The main building features a lounge area that offers wines by the glass, including the über-popular Emmolo sparkling wine made by Jenny, to enjoy at small tables, flanked by a wide fireplace feature. In front of that room is the main tasting area, with attendants who pour flights of the various Wagner family wines. The entire building is encased in floor-to-ceiling windows, which open up to allow the Suisun wind to pass through, a temperature-controlled feature that eliminates the need for excessive dependency on fossil fuel heating and cooling. “You can feel the elements here,” explains Charlie. “It is natural air conditioning in the summer and in winter; there is a greenhouse effect. We really want to show off nature here.”
Speaking of, if you happen to visit during the summer and fall, your tasting will conclude with being handed a basket so you can go out and harvest tomatoes, corn, peppers and myriad stone fruits from the garden outside. Charlie says this is encouraged and sees how special this experience can be for folks who might be coming from areas where food is not grown nearby, let alone ripe and ready for picking.
At the end of the day, wine is an agricultural product, and the Suisun Valley is a scenic growing region that supports local farmers, ranchers and some very lucky winemakers. Perhaps it is time to go for a visit, before everyone else finds out and those tasting fees rise into the triple digits? As the locals say, “See you soon in Suisun.”
There is more to Suisun Valley than wine — here are some ideas to help plan your visit.
This main intersection of country roads is a one-stop destination, where you can enjoy a robust wedge salad and glass of Tolenas Eclipse white pinot noir at Mankas Grill (2522 Mankas Corner Road), then head across the street to Suisun Valley Filling Station (2529 Mankas Corner Road), a tasting room, bottle shop and grocery store in one, featuring only local, small-production goods. Not only wine, but also nine rotating taps of local beers are available, plus a brand-new food truck cranks out bold sandwiches and burgers.
Suisun Valley has the perfect climate for olive trees and Il Fiorello (2625 Mankas Corner Road) brings a bit of Italy’s olive oil acclaim to Wine Country. Owners Ann and Mark Sievers, longtime producers of organic olive oil, are dedicated to quality transparent olive oil production and are very hands-on.

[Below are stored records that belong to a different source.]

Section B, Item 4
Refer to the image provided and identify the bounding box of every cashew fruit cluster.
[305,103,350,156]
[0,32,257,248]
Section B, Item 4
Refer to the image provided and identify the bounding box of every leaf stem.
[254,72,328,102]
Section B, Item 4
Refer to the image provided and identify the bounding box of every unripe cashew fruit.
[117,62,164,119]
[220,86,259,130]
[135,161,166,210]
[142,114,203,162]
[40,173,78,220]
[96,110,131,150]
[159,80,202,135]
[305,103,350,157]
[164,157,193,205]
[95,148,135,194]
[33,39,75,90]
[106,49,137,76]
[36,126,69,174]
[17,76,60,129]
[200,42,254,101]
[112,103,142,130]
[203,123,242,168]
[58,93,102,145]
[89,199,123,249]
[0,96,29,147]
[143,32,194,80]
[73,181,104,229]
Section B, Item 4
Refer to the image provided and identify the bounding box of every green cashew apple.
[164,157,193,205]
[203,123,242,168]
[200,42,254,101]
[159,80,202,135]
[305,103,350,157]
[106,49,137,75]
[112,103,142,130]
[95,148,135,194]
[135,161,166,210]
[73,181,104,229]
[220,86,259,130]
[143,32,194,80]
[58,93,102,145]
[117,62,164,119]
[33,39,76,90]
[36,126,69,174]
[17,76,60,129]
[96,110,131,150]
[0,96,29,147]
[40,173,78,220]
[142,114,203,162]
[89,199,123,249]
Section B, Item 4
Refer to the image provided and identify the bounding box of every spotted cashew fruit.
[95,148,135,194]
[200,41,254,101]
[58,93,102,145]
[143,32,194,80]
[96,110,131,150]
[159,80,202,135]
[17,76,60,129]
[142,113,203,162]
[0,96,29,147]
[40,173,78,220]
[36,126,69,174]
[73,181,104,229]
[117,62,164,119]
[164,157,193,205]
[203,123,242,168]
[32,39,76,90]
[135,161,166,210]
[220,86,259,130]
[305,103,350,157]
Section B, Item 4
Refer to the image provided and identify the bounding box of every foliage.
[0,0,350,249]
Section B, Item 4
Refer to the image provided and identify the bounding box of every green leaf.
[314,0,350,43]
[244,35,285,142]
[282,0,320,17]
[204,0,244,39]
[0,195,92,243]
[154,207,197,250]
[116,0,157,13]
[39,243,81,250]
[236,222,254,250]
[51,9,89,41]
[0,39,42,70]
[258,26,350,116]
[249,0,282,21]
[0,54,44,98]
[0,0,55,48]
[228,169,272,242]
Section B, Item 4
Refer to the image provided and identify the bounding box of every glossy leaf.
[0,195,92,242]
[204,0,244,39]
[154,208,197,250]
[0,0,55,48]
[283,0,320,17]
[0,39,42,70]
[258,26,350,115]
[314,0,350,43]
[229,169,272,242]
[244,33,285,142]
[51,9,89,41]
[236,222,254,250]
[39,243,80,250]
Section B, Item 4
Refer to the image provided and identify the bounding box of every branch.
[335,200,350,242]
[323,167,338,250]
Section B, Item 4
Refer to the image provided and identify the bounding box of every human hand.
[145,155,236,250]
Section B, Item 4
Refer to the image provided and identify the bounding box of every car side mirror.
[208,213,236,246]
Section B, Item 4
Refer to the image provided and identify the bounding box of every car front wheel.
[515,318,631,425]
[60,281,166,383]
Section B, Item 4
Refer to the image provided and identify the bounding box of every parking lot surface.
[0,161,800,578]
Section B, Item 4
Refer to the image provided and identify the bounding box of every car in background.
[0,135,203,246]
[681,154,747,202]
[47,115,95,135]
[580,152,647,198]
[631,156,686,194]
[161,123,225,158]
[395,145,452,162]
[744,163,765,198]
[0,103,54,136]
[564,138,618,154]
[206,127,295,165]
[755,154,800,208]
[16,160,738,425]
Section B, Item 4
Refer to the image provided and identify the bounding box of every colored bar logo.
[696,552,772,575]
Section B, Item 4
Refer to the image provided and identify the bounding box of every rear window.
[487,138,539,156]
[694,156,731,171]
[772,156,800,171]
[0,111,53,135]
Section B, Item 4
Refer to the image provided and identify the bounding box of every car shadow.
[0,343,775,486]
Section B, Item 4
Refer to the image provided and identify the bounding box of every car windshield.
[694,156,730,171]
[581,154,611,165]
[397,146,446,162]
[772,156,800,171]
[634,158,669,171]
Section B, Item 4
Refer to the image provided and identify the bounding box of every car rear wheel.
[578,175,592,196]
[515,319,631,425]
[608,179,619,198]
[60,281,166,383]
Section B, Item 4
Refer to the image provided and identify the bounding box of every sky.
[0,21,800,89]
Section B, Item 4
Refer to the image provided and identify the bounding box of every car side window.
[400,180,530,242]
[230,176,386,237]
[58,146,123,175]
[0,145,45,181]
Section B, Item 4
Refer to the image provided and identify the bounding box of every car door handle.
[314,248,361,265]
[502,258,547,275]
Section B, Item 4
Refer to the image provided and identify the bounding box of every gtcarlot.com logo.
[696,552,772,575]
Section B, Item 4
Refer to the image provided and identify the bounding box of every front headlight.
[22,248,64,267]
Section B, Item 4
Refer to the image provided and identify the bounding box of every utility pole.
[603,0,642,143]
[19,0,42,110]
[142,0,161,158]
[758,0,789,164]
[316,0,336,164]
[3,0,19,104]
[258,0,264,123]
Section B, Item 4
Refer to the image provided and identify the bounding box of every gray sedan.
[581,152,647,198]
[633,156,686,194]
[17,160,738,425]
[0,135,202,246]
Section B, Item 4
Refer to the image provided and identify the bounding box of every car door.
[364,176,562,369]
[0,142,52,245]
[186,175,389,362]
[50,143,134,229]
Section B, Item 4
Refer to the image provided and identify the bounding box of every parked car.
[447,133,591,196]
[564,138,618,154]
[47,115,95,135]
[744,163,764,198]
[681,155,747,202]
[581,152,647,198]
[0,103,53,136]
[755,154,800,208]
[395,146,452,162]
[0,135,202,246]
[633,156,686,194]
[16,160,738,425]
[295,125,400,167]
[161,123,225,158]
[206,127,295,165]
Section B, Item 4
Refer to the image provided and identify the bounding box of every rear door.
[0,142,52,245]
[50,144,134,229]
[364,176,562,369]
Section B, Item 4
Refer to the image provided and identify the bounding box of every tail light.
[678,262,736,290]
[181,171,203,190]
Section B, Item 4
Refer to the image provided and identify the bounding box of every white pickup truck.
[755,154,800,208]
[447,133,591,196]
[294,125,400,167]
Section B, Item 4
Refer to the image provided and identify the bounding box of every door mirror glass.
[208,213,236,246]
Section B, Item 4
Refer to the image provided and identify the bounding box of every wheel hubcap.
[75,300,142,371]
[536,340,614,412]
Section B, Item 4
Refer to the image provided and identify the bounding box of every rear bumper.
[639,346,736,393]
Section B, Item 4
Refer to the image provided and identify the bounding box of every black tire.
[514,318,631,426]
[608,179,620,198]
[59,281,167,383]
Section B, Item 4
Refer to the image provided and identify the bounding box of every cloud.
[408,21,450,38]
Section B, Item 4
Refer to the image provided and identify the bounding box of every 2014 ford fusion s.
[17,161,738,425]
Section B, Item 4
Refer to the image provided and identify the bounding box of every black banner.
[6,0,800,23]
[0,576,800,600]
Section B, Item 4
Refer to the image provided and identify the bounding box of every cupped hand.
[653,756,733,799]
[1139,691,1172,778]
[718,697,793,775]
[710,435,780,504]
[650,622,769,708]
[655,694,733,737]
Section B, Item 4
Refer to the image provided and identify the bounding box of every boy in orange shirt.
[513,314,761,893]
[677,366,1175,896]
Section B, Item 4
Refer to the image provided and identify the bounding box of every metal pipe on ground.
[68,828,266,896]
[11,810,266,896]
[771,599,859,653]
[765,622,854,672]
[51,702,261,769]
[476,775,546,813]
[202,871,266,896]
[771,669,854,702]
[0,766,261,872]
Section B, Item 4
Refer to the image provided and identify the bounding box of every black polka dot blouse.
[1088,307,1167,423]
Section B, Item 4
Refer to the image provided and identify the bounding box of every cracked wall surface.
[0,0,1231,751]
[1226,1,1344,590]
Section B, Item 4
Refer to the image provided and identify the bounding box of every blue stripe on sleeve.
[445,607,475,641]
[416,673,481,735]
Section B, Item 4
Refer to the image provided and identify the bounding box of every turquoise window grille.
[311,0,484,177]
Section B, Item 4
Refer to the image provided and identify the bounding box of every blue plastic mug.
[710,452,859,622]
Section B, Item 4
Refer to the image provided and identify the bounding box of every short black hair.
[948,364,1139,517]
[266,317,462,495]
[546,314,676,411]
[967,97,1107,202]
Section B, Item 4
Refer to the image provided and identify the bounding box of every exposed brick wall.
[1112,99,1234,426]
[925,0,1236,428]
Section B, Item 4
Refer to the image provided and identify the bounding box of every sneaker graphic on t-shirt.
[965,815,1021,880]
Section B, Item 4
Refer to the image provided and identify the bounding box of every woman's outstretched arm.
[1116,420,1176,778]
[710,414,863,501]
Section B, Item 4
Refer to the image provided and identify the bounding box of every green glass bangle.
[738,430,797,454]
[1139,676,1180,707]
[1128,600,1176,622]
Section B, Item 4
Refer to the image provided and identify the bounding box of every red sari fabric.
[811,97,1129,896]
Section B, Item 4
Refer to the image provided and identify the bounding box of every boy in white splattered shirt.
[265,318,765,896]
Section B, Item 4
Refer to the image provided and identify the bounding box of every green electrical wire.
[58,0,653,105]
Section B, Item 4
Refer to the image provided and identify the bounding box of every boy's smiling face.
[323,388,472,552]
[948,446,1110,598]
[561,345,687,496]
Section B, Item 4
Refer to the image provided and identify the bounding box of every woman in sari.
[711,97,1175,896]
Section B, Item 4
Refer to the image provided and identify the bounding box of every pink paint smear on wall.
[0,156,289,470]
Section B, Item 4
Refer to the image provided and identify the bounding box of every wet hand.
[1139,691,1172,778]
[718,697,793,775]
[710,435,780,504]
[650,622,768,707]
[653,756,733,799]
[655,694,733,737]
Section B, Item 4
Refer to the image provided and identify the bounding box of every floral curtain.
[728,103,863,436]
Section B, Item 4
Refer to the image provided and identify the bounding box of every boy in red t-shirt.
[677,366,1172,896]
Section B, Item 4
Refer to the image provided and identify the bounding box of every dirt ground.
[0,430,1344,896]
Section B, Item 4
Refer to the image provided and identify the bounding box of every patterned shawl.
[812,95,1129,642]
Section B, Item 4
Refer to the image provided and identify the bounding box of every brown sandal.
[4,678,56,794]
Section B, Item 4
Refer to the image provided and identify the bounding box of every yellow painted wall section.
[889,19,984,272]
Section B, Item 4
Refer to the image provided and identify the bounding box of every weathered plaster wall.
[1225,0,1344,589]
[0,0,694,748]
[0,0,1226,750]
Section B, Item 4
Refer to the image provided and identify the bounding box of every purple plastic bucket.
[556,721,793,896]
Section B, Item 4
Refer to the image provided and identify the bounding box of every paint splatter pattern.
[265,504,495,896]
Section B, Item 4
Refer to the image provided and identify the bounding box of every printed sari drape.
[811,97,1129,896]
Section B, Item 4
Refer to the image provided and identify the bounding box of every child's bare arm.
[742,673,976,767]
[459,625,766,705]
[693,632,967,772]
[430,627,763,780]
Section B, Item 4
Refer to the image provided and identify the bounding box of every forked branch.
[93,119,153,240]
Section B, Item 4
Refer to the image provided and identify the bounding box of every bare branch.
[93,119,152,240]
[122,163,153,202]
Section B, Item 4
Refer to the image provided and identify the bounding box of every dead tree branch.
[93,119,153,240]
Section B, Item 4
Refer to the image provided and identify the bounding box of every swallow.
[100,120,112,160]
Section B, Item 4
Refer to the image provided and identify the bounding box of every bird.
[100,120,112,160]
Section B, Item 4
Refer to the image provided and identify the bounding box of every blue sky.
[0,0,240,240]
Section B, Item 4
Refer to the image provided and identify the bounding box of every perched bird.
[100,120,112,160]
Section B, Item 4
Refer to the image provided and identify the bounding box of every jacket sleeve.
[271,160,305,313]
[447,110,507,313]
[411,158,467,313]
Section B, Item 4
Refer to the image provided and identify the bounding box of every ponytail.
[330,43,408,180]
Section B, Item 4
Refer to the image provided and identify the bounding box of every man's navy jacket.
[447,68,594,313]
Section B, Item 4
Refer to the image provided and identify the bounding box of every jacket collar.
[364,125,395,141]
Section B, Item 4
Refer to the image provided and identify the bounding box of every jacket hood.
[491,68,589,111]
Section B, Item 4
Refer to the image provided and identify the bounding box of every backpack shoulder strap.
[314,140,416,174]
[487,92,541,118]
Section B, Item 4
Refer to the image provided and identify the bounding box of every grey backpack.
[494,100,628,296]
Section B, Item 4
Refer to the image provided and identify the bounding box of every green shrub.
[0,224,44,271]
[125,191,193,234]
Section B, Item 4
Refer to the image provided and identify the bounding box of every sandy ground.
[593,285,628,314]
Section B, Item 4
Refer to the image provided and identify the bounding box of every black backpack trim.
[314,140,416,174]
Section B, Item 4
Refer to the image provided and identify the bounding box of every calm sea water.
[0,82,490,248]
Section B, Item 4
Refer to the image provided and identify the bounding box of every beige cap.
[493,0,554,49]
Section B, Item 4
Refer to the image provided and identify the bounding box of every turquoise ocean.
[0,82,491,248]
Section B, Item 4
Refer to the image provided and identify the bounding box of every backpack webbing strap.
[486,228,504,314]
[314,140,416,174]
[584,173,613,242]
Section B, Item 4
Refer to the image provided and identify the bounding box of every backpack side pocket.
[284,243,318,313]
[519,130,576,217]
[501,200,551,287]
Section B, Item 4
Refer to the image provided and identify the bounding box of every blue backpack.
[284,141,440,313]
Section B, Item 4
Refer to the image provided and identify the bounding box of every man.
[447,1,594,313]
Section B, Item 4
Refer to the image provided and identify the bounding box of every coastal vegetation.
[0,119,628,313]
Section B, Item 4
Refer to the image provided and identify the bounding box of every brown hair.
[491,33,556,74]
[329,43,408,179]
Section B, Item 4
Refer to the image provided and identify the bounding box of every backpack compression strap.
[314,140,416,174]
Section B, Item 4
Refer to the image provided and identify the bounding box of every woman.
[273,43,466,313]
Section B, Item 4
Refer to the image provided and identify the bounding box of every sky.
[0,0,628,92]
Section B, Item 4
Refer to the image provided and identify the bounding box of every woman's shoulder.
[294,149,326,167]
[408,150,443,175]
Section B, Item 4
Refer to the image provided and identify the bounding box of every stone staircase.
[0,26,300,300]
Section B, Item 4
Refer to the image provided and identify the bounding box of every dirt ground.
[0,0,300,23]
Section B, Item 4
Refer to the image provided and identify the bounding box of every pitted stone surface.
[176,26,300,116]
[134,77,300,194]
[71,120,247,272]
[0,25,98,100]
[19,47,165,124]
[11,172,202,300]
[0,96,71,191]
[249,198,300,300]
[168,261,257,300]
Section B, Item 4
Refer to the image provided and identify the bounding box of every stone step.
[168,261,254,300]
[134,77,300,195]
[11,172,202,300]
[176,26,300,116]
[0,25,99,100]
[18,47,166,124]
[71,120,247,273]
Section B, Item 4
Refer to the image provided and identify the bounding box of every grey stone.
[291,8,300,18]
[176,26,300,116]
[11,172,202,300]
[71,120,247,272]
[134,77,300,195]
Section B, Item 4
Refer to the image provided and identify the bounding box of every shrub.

The Suisun Valley Wine Co-op (4495 Suisun Valley Road) tasting room offers flights from three small-production wineries, including Sunset Cellars, King Andrews Vineyard and Blacksmith Cellars.
It Takes a Village
Village 360 (4949 Suisun Valley Road), another new project very close to Caymus-Suisun, is a slick event venue, yoga studio, restaurant, coffee shop, bakery (try the gigantic slab of coffee cake) and BackRoad Vines wine tasting room. There is a direct walking path from Caymus-Suisun where it takes mere minutes to go through the vineyards.